As many as 100 employees of an Owens Corning roofing shingle factory joined with their families and company suppliers to pack a north Denver recreation center gymnasium Thursday night and express concern that RTD’s plan to locate a commuter-rail maintenance facility on their plant site threatens their jobs and future.
The Regional Transportation District wants to build a $200 million maintenance center for about 100 commuter rail cars that will be acquired for the FasTracks rail expansion. The agency said its “preferred” location for the maintenance facility, which will employ about 300 people, is Owens Corning’s 14-acre site at 5201 Fox St. near the Mousetrap.
RTD officials say they are obligated by federal law to pay Owens Corning “fair market value” for the site and help relocate the manufacturing operation.
Owens Corning executives say that if the company is not “made whole” by RTD in an acquisition, it may have to shutter the plant.
“It will cost close to $80 million to move” the manufacturing operation and take three years, Owens Corning Vice President Mike Burton told RTD officials at a public meeting Thursday night. “In order to stay in the community, we require fair and equitable compensation.”
Only as a “last resort” will Owens Corning consider shutting down the roofing operation, said Burton, who traveled to Denver from the company’s Toledo, Ohio, headquarters to attend the meeting.
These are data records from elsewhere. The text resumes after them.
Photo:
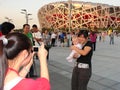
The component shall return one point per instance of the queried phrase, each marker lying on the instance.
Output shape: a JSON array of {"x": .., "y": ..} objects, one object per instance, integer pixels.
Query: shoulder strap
[{"x": 12, "y": 83}]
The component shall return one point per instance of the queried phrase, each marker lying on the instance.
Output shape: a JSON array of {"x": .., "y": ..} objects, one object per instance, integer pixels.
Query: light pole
[
  {"x": 70, "y": 6},
  {"x": 8, "y": 19},
  {"x": 24, "y": 11}
]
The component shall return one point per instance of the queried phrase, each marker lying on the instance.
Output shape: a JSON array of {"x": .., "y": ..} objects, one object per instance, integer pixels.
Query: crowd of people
[{"x": 18, "y": 49}]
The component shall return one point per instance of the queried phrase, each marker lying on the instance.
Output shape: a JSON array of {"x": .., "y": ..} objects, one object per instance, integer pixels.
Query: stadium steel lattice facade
[{"x": 79, "y": 15}]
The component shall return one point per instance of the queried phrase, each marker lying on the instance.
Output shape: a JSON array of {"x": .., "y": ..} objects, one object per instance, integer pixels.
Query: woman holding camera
[
  {"x": 16, "y": 58},
  {"x": 82, "y": 70}
]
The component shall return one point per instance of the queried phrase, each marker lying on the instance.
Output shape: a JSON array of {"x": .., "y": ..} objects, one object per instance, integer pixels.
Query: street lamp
[
  {"x": 24, "y": 11},
  {"x": 8, "y": 19}
]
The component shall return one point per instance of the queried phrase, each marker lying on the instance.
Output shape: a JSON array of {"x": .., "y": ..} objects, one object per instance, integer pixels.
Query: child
[{"x": 78, "y": 45}]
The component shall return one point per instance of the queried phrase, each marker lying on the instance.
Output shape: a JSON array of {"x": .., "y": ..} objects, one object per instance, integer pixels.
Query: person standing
[
  {"x": 111, "y": 38},
  {"x": 16, "y": 58},
  {"x": 26, "y": 31},
  {"x": 5, "y": 28},
  {"x": 37, "y": 36},
  {"x": 53, "y": 38},
  {"x": 93, "y": 38},
  {"x": 47, "y": 40},
  {"x": 83, "y": 69}
]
Workers from the factory, and their family members, spoke of fears that the plant will be closed and not relocated if RTD acquires the property.
“This is the wrong location; this is the wrong time,” said R.J. Fernandez, 38, a 17-year employee of Owens Corning, about the proposed rail maintenance center. “We need to look at finding a different location.”
“If you put it somewhere else, we could actually gain 300 jobs,” said Jackie Brinton, wife of a 27-year Owens Corning employee, in pleading with RTD to build the maintenance center in a location where factory jobs would not be lost. “We need manufacturing jobs so we have diversification of our economy.”
“Please reconsider another site and not put at risk these two world-class facilities,” added Daniel Frayre, who has worked at Owens Corning for 26 years. He now heads a nearby Owens Corning asphalt plant which supplies that material to the roof shingle production line.
Bill Shockley, plant leader of the combined roofing products and asphalt operation, said Owens Corning spends $60 million a year buying raw materials and other supplies and services from as many as 200 businesses in the area. The financial health of those companies is threatened by RTD’s plan as well, Shockley said.
Globeville resident Elia Fisher was one of the few speakers at Thursday’s meeting who supported construction of the rail maintenance center on the Owens Corning site.
“I feel looking at another location would further delay the buildout of FasTracks,” Fisher said.
RTD will not be able to do its own detailed analysis of the cost of relocating Owens Corning until this fall, after an environmental study of the Gold Line train and the rail maintenance center is completed, said Liz Telford, RTD’s manager on the Gold Line project.
“We want to work with RTD,” said Owens Corning’s Burton. “We want them to understand our business.”